Les journées européennes du patrimoine sont l'occasion de se pencher sur un patrimoine typique du terroir français : les châteaux. Ronflant ou fascinant ? Les goûts diffèrent. Mais en somme, que racontent ces grandes demeures et que disent-elles de la sensibilité de ses visiteurs ?

Avec les châteaux, c’est la force d’un art total et immersif qui attire le visiteur et lui raconte une histoire. Crédit photo : Yann Piriou Vaux-le-Vicomte.

PETITE ET GRANDE HISTOIRE DE FRANCE

Le château de Jossigny, situé près de Marne-la-Vallée, propose à ses visiteurs de plonger, tout au long de l’année, dans son architecture XVIIIème siècle à travers à l’expérience de l’escape game. Un jeu d’énigme immersif intitulé « Château Sanglant » au cours duquel les joueurs doivent résoudre une mission dans le temps imparti. Toujours en région parisienne, le château de Vaux-le-Vicomte, à Maincy présente jusqu’au 1er octobre, ses « samedis aux chandelles » où les visiteurs peuvent, à la lumière de mille et une bougies et des nouvelles technologies, plonger de nuit dans l’histoire du château et du secret de son complot. Mais que retenir de ces démarches ? Quel écho les châteaux suscitent-t-ils chez les visiteurs pour que nombre de ces monuments s’emploient à exploiter les lieux via des activités ludiques ou divertissantes ? Pour Romane Delsinne, guide d’été dans le château de Chastellux, en Bourgogne, c’est la force d’un art total qui se joue dans les châteaux : « Ce patrimoine a cette particularité d’attirer le plus grand nombre : il y en a qui ne sont intéressés que par l’architecture, d’autres par la peinture ou par les meubles. C’est un monument avec un panel d’objets et de récits. » 

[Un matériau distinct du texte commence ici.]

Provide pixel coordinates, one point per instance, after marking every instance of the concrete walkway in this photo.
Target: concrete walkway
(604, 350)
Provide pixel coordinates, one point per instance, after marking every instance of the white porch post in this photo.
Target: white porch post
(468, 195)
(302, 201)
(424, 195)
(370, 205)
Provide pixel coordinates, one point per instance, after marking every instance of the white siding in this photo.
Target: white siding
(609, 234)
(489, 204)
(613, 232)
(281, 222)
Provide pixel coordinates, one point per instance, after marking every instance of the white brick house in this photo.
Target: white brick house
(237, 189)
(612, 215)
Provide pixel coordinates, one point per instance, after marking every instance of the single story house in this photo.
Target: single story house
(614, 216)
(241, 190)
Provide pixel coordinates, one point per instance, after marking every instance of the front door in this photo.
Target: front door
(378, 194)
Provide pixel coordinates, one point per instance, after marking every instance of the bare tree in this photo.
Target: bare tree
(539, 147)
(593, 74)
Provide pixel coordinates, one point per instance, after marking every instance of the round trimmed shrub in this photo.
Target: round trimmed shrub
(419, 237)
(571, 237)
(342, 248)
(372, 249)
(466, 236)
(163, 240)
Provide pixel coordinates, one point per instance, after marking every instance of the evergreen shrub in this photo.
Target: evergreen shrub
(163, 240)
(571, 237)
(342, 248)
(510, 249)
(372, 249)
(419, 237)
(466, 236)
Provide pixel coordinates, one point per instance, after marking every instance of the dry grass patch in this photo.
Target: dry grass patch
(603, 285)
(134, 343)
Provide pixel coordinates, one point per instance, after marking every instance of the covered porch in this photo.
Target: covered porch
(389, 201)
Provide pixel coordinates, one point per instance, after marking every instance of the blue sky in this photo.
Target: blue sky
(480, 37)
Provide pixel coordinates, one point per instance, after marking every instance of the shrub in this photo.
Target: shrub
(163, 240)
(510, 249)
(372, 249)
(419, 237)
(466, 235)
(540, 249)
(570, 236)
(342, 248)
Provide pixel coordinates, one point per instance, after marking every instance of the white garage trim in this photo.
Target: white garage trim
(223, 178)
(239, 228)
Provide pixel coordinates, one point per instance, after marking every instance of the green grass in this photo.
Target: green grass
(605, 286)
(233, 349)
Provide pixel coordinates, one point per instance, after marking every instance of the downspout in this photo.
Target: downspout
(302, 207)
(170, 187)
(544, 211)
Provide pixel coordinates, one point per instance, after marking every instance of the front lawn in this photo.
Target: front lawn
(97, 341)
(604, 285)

Le récit, un élément essentiel de l’âme des châteaux : « À la différence des musées, le château a cette particularité de tenir une histoire au sein même de son bâti. Tout est sujet à raconter. Les gens, même les enfants qui arrivent parfois en râlant, repartent toujours avec quelque chose », poursuit Romane Delsinne. Mais de quelle histoire parle-t-on ? Laureen Gressé-Denois, étudiante à l’Ecole du Louvre et passionnée de grandes demeures, projette d’abord l’histoire intime des lieux, « celles de leurs résidents, dont on imagine encore leur présence, rêve à leur vie et leurs aventures ». Le château de Vaux-le-Vicomte a été le lieu de la déchéance de son propriétaire et courtisan du roi Louis XIV, Nicolas Fouquet. La majesté de ses lieux aurait suscité une telle jalousie de la part du souverain qu’il aurait puni Fouquet de son insolence par un emprisonnement à vie. Mais l’étudiante repère également dans les châteaux les indices de nos habitudes contemporaines : « Les premières commodités de résidence amenant le confort y apparaissent peu à peu : c’est tout un pan de l’Histoire de notre vie quotidienne qui est né dans ces châteaux telles que les baignoires, les chauffages au sol, l’électricité… »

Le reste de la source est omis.